« Une société qui a besoin de RH est une société qui a de mauvais managers. » La formule est brutale et volontairement provocatrice, mais elle touche un point réel : quand un manager n’ose pas recadrer, les RH héritent du dossier, y compris la gestion des tensions du quotidien ou des licenciements « sans avertissements » au-préalable.
Dans les sphères dirigeantes et au sein des équipes managériales, un silence s’est progressivement normalisé. On l’appelle leadership positif. Mais derrière cette étiquette se cache le plus souvent une réalité : la lâcheté. Un évitement toléré qui remplace la vérité par des formulations lisses. Ce détournement a un coût : le feedback cesse d’être un outil de performance pour devenir un instrument préservateur de paix sociale interne.
Le feedback aseptisé est devenu une norme culturelle. Les entretiens se déroulent sans frictions, les insuffisances sont rebaptisées « axes de développement » et les tensions sont contournées plutôt que traitées. Des collaborateurs en difficulté repartent avec le sentiment d’avoir été validés. Ce n’est pas un problème de compétence managériale, c’est un choix implicite. Il faut protéger sa position et éviter le conflit. Un manager qui n’ose pas dire ce qui doit être dit ne protège pas son équipe. Il protège son exposition personnelle. Et à ce jeu-là, toute l’organisation paie la facture.

Cette facture n’est pas visible à court terme, mais elle est peut-être considérable.
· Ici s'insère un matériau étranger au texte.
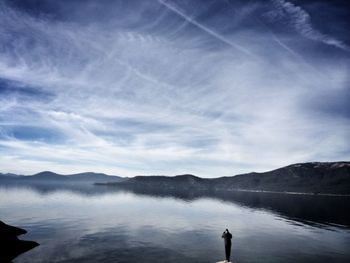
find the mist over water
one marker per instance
(101, 224)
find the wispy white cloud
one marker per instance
(300, 20)
(132, 101)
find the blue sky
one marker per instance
(213, 88)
Elle s’accumule discrètement. Un désengagement qui s’installe peu à peu, des standards qui se dégradent sans être explicitement remis en question, et une sous-performance que l’on finit par tolérer plutôt que corriger. Chaque feedback évité envoie un signal culturel fort, et chaque décision repoussée face à une performance insuffisante est en réalité un choix de gouvernance non assumée.
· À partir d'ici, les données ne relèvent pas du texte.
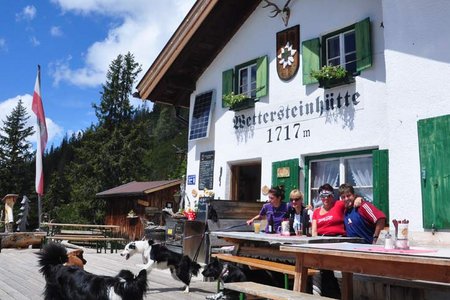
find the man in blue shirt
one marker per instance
(365, 221)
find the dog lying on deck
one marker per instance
(73, 283)
(181, 266)
(75, 258)
(227, 272)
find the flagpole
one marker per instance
(39, 213)
(42, 136)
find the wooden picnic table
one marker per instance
(56, 227)
(413, 264)
(101, 235)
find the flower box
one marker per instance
(244, 104)
(328, 83)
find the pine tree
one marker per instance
(115, 107)
(15, 151)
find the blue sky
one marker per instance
(74, 41)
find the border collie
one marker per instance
(74, 283)
(227, 272)
(181, 266)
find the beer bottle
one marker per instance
(270, 224)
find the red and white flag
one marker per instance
(38, 109)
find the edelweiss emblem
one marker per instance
(288, 52)
(286, 56)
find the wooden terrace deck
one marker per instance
(20, 278)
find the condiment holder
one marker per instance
(401, 234)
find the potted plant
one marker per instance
(331, 76)
(238, 102)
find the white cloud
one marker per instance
(56, 31)
(3, 44)
(28, 13)
(145, 28)
(34, 41)
(54, 130)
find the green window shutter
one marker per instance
(363, 45)
(290, 181)
(381, 181)
(227, 83)
(310, 59)
(262, 76)
(434, 142)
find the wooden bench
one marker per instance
(100, 241)
(85, 234)
(263, 264)
(269, 292)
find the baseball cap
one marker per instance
(325, 194)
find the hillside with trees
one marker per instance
(125, 144)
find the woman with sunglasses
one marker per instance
(275, 209)
(298, 211)
(328, 220)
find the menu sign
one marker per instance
(206, 173)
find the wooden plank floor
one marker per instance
(20, 278)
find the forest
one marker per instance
(125, 144)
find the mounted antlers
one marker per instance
(285, 12)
Pourquoi cette dérive persiste-t-elle, y compris au plus haut niveau ? Parce qu’elle est systémique. Les organisations tendent à privilégier l’harmonie au détriment de la tension utile et mesurent la satisfaction plutôt que la clarté. Elles questionnent peu la qualité du leadership comportemental, si bien qu’un leader qui ne sait pas décevoir devient surtout un marchand de paix sociale.
La gouvernance ne se limite pas aux résultats financiers ou aux risques opérationnels : elle inclut la santé comportementale du leadership. Et sur ce point, peu de dirigeants posent les vraies questions : combien de feedbacks difficiles ont effectivement été donnés, suivis, documentés ? Combien de décisions inconfortables ont été prises avant que la situation ne force la main ?
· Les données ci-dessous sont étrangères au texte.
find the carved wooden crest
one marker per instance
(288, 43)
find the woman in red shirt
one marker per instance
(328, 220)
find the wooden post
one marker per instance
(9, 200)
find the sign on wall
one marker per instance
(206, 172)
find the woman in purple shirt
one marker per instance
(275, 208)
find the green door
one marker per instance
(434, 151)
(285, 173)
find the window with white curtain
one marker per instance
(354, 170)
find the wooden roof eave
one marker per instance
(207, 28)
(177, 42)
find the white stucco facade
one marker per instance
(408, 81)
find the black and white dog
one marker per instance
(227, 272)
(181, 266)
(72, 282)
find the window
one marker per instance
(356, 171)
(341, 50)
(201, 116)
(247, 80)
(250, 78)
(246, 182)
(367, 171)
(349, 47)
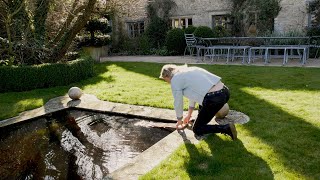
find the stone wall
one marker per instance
(126, 11)
(292, 17)
(201, 11)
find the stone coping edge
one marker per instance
(91, 103)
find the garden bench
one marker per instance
(267, 49)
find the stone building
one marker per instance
(293, 15)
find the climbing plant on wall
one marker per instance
(260, 13)
(158, 14)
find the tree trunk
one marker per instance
(62, 47)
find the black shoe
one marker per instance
(230, 130)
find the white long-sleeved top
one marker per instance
(193, 83)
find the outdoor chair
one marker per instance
(191, 42)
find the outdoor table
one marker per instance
(267, 44)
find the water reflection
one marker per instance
(73, 145)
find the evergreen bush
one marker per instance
(175, 41)
(24, 78)
(190, 29)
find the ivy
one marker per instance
(261, 13)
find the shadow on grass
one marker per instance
(293, 142)
(227, 160)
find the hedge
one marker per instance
(26, 78)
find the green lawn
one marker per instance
(281, 141)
Le courage managérial n’est pas un trait de personnalité. C’est une culture qui se transmet par l’exemple, celui de la ligne hiérarchique qui accepte d’entendre ce qui dérange et de dire ce qui doit changer.
Si vous êtes CEO, directeur général ou administrateur, la question n’est pas de savoir si vos managers manquent de courage. C’est de savoir ce que vous avez réellement mis en place pour que ce courage soit possible et moins coûteux que le silence.
Et si la réponse vous met mal à l’aise, c’est peut-être le signal qu’un ajustement de votre culture du feedback relève désormais de la gouvernance.